In the dub, the acting is cheesy, the dialogue awkward at best, and the whole thing rather poorly slapped together, all of which actually add to Black Lion's appeal. The Japanese version has significantly better dialogue and acting (including Orikasa Ai as a compatriot of the hero), giving more emotional force to some of the unexpectedly deep characters, but on the flip side it also equals bad anime that's both less bad and less fun. This is one of those things that low-rent dubbing actually helps (unless, of course, the entirely serious characters actually make it funnier in your eyes).

Anyway, when you put it all together, Black Lion has some silliness, a lot of things that are supposed to be dramatic but end up being silly anyway, and a whole lot of somewhat creative and way-gory violence. It's splatterfest punctuated by one nonsensical plot twist after another from start to finish, but that magic Nagai touch makes it over-the-top and whacked-out enough to be worth laughing at with a bunch of friends if that's your thing. If it's not... well, you've been warned.

Related Recommendations

Shares the most with one of Go Nagai's better series, Shuten Douji (The Star Hand Kid). Both involve a weird mix of fantasy and science fiction, but that one sort of makes sense, and is a lot more serious. Ninja Resurrection (not Ninja Scroll) also has a mix of silly technology and samurai, though it's far more disturbing and involves more fantasy.

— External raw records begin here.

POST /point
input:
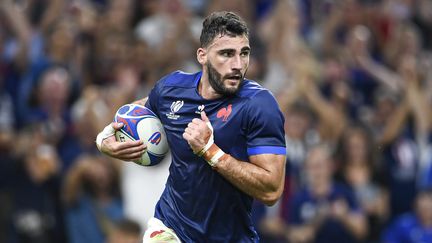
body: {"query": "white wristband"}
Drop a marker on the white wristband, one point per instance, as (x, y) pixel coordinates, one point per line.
(215, 159)
(107, 132)
(209, 142)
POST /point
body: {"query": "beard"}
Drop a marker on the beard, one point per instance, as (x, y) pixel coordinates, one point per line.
(217, 81)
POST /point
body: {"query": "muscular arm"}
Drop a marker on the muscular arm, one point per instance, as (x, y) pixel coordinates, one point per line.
(262, 178)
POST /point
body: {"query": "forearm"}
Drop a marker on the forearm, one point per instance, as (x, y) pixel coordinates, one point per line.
(253, 180)
(141, 101)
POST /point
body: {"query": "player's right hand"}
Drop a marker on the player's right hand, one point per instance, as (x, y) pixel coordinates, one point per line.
(127, 151)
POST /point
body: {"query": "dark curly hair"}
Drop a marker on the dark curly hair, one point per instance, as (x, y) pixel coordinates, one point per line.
(222, 23)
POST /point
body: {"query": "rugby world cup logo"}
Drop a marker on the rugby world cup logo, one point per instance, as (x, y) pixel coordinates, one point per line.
(175, 107)
(155, 138)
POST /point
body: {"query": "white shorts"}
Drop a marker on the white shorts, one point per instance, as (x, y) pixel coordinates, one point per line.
(157, 232)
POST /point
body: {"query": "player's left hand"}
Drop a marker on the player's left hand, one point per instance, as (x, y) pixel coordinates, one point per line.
(198, 132)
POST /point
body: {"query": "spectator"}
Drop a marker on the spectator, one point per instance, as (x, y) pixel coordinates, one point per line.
(415, 226)
(358, 168)
(324, 211)
(125, 231)
(92, 194)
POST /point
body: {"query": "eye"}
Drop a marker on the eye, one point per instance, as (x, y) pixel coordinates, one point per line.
(245, 53)
(226, 53)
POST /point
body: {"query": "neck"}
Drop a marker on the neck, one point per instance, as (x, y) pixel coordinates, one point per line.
(205, 89)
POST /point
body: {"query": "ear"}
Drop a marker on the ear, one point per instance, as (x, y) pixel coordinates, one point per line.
(202, 56)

Along the lines of gory and stupid, you might also check out Violence Jack, Red Hawk (though that's just bad), the Abashiri Family (much sillier), Fist of the North Star (the ultimate splatterfest classic), and maybe Yoma: Curse of the Undead (serious, dark, and extremely gory).

US DVD Review

ADV's hybrid DVD has acceptable English and Japanese soundtracks, an accurate-enough English subtitle track, and a respectably smooth video transfer, considering the age and grain of the film. The closest thing to any bonus material, however, is ADV's Black Lion trailer.

Content Guide

Gore, gore, and more gore. It'd rank 16-up, but is barely even serious enough to qualify for that.

Violence: 4 - Blood, chunks, and flying limbs galore, all in exquisite detail, but too over-the-top to be all that serious.

Nudity: 1 - Nothing of note.

Sex/Mature Themes: 0 - Essentially nada.

Language: 3 - A fair amount of swearing in the dub.

Notes and Trivia

Two small notes: Nobunaga Oda is the perpetual whipping-boy of any story set in Japan's past in need of a nasty villain, but this has to be the most extreme take on him yet. And, for no apparent reason, ADV chose to incorrectly Romanize Jinnai's name as "Ginnai" (which by standard practice would be pronounced with a hard "G" sound instead of the correct soft "J" sound).

Black Lion is one of the many, many series based on a comic by Go Nagai (the comic origin explains the set-up for a longer series). Nagai is the mind behind dubious classics like Kekko Kamen (the naked superheroine), Violence Jack (the name says it all), and the ever-popular Cutey Honey... the series that started the disappearing clothes transformation sequence.

The full, although rarely used, original title of the video is "Jiku Sengokushi Kuro no Shishi - Jinnai Hen" (時元戦国史 黒の獅士 陣内篇)--"Dimensional Civil War Chronicle Black Lion - Jinnai Chpater."

Availability

Available on one hybrid DVD; was also available on subtitled and dubbed VHS.